The rights of minority shareholders have been improved in corporate squeeze-outs governed by the Law of Ukraine “on joint-stock companies,” where the owner of 95 percent of a joint-stock company’s shares forces the compulsory sale of the shares of minority shareholders for fair compensation.

After a classic David vs. Goliath battle through the Ukrainian court system, Myron Nayda, executive director of “Ukraine 2050,” recently won an impressive judicial victory (case №910/12591/18) that will enhance the rights of minority shareholders in corporate squeeze-outs in Ukraine.

Indeed, on April 28, 2021, Ukraine’s highest court on such matters, the Supreme Court (Commercial Cassation Court), overturned the decisions of the lower courts and ordered DTEK Power Trade LLC, the majority owner of DTEK Dniproenergo JSC, to compensate its minority shareholder, Myron Nayda, for pecuniary losses incurred as a result of the compulsory sale of his shares for an unfair price in the context of a corporate squeeze out.

The shortcoming of this decision is that the Supreme Court did not grant the requests of Myron Nayda to: (1) annul the approval by the supervisory board of the unfair price of the shares; and (2) declare that the price retained by the Supreme Court to determine the compensation in this case іs the fair price for the shares in this corporate squeeze‑out. This would have been perfectly logical under such circumstances and even more beneficial for all the other minority shareholders.

This matter deserves special attention in the development of corporate law of Ukraine since the Supreme Court not only upheld the right of a minority shareholder to demand compensation for having received an unfair price for his shares in the context of a compulsory sale in a corporate squeeze‑out, but also rendered a court-ordered compensation for same instead of only ordering the case to be remitted to the lower courts for further consideration with due deference to the findings of the Supreme Court.

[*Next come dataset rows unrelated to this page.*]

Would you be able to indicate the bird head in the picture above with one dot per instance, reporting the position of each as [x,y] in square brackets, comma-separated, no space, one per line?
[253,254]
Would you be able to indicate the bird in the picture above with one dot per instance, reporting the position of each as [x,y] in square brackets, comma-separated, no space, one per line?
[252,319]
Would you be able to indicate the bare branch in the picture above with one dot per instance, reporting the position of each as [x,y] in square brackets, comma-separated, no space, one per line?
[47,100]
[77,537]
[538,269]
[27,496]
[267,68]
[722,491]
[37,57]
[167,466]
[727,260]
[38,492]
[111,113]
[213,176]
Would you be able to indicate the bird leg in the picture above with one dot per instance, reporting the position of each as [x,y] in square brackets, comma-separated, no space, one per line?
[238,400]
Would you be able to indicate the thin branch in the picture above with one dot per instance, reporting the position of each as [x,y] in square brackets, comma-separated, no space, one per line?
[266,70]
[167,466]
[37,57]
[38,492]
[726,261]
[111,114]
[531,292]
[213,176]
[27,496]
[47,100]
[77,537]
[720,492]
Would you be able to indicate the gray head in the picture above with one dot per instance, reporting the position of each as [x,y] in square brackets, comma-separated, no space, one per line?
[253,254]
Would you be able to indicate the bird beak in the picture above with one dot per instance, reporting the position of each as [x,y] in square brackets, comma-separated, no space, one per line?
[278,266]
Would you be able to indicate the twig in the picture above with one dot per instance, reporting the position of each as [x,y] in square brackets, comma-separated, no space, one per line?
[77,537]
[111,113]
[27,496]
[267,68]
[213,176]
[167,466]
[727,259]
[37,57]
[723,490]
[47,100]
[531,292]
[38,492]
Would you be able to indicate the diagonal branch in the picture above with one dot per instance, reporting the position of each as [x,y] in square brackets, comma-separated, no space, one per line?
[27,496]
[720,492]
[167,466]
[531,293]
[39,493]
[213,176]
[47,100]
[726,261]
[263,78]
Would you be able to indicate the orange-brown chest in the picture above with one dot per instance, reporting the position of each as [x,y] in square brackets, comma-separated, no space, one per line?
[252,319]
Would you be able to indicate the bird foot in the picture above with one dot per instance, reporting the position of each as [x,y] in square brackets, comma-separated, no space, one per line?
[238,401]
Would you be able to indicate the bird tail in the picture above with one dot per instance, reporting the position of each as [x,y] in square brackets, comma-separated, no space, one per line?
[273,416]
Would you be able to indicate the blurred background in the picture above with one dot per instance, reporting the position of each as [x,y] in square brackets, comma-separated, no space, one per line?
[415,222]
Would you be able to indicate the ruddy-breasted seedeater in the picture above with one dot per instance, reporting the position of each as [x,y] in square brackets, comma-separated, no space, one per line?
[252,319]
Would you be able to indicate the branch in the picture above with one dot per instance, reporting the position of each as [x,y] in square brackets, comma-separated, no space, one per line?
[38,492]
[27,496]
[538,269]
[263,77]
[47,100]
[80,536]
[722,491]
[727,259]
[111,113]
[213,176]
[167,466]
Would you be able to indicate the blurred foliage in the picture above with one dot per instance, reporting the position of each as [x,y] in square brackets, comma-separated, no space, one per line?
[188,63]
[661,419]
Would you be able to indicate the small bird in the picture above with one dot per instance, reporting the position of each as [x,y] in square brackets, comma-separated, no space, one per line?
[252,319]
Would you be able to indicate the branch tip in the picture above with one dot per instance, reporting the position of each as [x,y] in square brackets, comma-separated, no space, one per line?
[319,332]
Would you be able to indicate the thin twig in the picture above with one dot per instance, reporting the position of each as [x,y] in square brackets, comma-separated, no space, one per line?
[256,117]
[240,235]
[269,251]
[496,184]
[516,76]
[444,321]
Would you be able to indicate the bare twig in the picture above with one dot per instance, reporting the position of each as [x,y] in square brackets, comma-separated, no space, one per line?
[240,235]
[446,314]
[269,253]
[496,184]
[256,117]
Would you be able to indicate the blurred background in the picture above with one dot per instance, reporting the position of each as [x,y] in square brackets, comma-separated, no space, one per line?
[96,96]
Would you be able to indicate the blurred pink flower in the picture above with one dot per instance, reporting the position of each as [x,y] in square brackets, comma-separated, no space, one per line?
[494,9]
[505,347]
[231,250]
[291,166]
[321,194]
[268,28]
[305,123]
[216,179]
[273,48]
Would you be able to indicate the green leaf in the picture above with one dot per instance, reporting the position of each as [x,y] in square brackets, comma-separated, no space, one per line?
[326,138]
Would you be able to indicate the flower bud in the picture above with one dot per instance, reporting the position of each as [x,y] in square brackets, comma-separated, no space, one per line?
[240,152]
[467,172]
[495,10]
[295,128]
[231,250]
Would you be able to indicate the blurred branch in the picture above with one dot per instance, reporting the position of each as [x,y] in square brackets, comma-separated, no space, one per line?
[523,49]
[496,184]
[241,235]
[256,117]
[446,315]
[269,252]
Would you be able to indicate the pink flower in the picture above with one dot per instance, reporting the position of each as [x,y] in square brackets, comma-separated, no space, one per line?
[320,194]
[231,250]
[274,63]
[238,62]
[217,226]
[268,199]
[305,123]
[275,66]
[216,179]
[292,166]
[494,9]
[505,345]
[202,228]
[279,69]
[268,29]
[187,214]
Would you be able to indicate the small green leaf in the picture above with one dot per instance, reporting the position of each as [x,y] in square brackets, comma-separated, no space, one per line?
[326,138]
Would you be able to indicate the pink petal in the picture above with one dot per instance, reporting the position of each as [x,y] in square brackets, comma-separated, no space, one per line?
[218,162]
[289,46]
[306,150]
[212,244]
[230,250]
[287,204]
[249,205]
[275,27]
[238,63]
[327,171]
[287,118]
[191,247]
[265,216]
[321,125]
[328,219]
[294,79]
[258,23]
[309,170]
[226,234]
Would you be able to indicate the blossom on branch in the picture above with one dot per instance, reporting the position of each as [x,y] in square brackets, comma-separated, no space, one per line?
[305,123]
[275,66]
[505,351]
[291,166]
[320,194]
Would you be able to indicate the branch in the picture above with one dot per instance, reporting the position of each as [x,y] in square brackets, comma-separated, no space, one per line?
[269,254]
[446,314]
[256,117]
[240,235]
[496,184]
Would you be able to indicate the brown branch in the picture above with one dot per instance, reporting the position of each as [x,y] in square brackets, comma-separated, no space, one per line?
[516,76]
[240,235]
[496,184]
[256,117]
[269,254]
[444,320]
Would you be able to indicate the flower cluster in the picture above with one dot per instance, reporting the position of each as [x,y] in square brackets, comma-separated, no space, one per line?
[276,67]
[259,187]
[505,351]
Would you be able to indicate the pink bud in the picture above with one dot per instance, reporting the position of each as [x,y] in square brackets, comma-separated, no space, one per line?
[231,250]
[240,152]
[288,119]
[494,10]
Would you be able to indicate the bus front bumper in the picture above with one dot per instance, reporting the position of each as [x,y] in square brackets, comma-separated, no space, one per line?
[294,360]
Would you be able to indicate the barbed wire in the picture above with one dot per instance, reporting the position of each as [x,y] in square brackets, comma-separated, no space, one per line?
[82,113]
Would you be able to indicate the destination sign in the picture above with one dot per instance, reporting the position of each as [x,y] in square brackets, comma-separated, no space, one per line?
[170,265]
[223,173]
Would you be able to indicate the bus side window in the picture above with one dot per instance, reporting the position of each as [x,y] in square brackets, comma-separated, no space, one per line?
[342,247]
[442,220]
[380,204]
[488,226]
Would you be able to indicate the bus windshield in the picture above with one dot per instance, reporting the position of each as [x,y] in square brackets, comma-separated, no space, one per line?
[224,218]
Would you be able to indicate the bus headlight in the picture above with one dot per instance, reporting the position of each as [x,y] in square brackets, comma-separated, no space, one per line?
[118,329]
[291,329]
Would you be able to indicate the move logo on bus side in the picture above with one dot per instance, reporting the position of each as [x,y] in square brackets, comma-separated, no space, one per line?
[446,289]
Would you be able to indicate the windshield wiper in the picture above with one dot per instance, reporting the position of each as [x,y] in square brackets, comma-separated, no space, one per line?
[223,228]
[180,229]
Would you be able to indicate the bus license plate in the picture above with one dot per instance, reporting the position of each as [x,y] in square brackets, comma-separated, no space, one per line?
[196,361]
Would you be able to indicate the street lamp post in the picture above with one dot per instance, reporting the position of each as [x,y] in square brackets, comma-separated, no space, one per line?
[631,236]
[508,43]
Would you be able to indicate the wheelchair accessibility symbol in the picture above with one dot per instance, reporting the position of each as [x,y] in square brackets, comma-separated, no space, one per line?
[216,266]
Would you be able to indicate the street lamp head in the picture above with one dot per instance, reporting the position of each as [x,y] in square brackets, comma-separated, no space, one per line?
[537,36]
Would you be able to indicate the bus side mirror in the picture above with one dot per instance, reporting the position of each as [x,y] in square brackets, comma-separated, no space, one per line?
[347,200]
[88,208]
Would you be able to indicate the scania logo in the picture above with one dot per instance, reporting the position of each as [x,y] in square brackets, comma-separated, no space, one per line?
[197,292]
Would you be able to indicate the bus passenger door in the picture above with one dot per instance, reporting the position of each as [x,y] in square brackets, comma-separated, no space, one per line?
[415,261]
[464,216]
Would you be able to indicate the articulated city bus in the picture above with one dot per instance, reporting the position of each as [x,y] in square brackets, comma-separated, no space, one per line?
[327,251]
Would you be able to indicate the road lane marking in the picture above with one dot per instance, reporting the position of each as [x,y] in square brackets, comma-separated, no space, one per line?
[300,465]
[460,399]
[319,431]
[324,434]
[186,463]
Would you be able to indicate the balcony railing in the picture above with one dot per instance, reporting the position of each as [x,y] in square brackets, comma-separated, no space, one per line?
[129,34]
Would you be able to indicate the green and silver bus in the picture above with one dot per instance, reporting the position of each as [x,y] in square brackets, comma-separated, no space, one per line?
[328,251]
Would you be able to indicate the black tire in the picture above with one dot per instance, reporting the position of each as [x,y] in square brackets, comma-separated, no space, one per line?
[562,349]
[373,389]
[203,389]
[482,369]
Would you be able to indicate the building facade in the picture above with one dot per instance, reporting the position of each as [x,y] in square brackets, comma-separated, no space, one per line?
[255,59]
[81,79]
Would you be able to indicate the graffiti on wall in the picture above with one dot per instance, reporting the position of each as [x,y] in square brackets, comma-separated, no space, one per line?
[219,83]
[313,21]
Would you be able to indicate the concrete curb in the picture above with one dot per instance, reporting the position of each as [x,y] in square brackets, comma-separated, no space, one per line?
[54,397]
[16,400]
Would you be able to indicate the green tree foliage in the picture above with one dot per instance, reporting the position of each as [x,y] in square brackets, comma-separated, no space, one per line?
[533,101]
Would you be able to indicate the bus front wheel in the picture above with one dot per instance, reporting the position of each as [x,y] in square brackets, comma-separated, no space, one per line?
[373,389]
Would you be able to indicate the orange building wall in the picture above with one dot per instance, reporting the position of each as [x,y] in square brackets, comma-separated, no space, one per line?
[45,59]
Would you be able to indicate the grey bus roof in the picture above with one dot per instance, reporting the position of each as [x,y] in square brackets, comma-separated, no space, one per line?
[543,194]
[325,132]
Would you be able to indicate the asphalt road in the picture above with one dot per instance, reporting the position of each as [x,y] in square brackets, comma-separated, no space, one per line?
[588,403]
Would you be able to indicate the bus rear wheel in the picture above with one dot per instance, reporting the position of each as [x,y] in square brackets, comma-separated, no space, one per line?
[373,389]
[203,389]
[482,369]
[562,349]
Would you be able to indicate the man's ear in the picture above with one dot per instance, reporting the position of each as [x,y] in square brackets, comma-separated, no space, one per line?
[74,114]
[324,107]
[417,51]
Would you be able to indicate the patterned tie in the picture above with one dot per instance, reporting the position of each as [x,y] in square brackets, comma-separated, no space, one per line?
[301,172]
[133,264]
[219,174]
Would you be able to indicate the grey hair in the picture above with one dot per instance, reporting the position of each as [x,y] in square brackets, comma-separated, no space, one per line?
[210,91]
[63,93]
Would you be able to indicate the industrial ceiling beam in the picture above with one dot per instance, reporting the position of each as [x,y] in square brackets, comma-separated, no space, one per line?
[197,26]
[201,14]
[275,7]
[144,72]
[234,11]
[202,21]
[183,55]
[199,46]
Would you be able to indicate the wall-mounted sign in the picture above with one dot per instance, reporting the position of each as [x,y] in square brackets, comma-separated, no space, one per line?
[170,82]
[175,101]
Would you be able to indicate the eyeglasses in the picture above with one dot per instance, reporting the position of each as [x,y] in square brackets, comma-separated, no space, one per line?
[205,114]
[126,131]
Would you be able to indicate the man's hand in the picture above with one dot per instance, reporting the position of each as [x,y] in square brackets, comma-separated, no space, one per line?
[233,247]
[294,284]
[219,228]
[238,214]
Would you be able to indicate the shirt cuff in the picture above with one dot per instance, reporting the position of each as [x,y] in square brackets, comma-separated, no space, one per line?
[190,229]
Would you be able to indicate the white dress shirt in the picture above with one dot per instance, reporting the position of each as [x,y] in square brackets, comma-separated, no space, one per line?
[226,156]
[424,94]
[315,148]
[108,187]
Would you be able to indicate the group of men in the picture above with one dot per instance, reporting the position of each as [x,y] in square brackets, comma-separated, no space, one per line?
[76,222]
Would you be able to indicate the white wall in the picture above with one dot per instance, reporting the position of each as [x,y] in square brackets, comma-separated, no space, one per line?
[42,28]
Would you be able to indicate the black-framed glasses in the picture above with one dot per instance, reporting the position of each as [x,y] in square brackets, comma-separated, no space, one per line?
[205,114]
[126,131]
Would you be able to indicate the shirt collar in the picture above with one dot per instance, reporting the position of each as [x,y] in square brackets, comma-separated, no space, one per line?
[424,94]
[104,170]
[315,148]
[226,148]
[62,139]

In its decision, the Supreme Court stated that:

5.16. As for the defendants’ allegation that at the time of the procedure of compulsory sale of shares there was a legislative conflict […] the Supreme Court notes that the way in which the defendants overcame the relevant conflict (namely, by an appraiser determining the market price for the shares to be UAH250.01 per share without providing a reasonable explanation for this valuation, rather than using the average stock exchange price of UAH773.70 per share) was clearly unfair and imposed a disproportionate burden on the minority shareholder, given that the latter has no leverage to influence the establishment of the price at which he is forced to sell.

[…]

5.20. The abovementioned is sufficient for the Supreme Court to acknowledge as unfounded the conclusion of the courts of previous instances regarding the absence of all elements for a civil offense as a necessary condition for imposing civil liability in the form of compensation for damages, as the courts gave an improper legal assessment of the arguments and circumstances concerning the following:

the joint actions of the supervisory board of the joint-stock company and the applicants’ requirement caused damages to the plaintiff;

– the joint-stock company’s evident illegal conduct through its organ (the supervisory board), consisting of the approval of the understated market value of shares, which is obviously unfair, as well as the applicant’s non-compliance with Article 65-1 of the Law of Ukraine On Joint‑Stock Companies, in particular, determining the correct purchase price for shares;

– there is a causal link between those actions and the damages the shares of the plaintiff  being forcibly purchased at an unfair, obviously understated price (he has not received fair compensation for the property that was alienated without his will in accordance with the Law);

the defendant has not proved his innocence in causing the damages.”

This landmark decision of the Supreme Court is not only a remarkable personal victory for Myron Nayda, who skillfully pleaded his own case, but also significant for the protection of minority shareholder rights in Ukraine which is essential for the promotion of investments in Ukraine.

The full text of the decision of the Supreme Court (Commercial Cassation Court) can be viewed at the following link: https://reyestr.court.gov.ua/Review/96822309

Eugene Czolij is president of the Ukraine-2050 nongovernmental organization and served as president of the Ukrainian World Congress from 2008-2018. www.ukraine-2050.org. The non-governmental organization Ukraine-2050 is a non-profit organization established to help implement, within one generation – by 2050 – strategies for the sustainable development of Ukraine as a fully independent, territorially integral, democratic, reformed and economically competitive European state.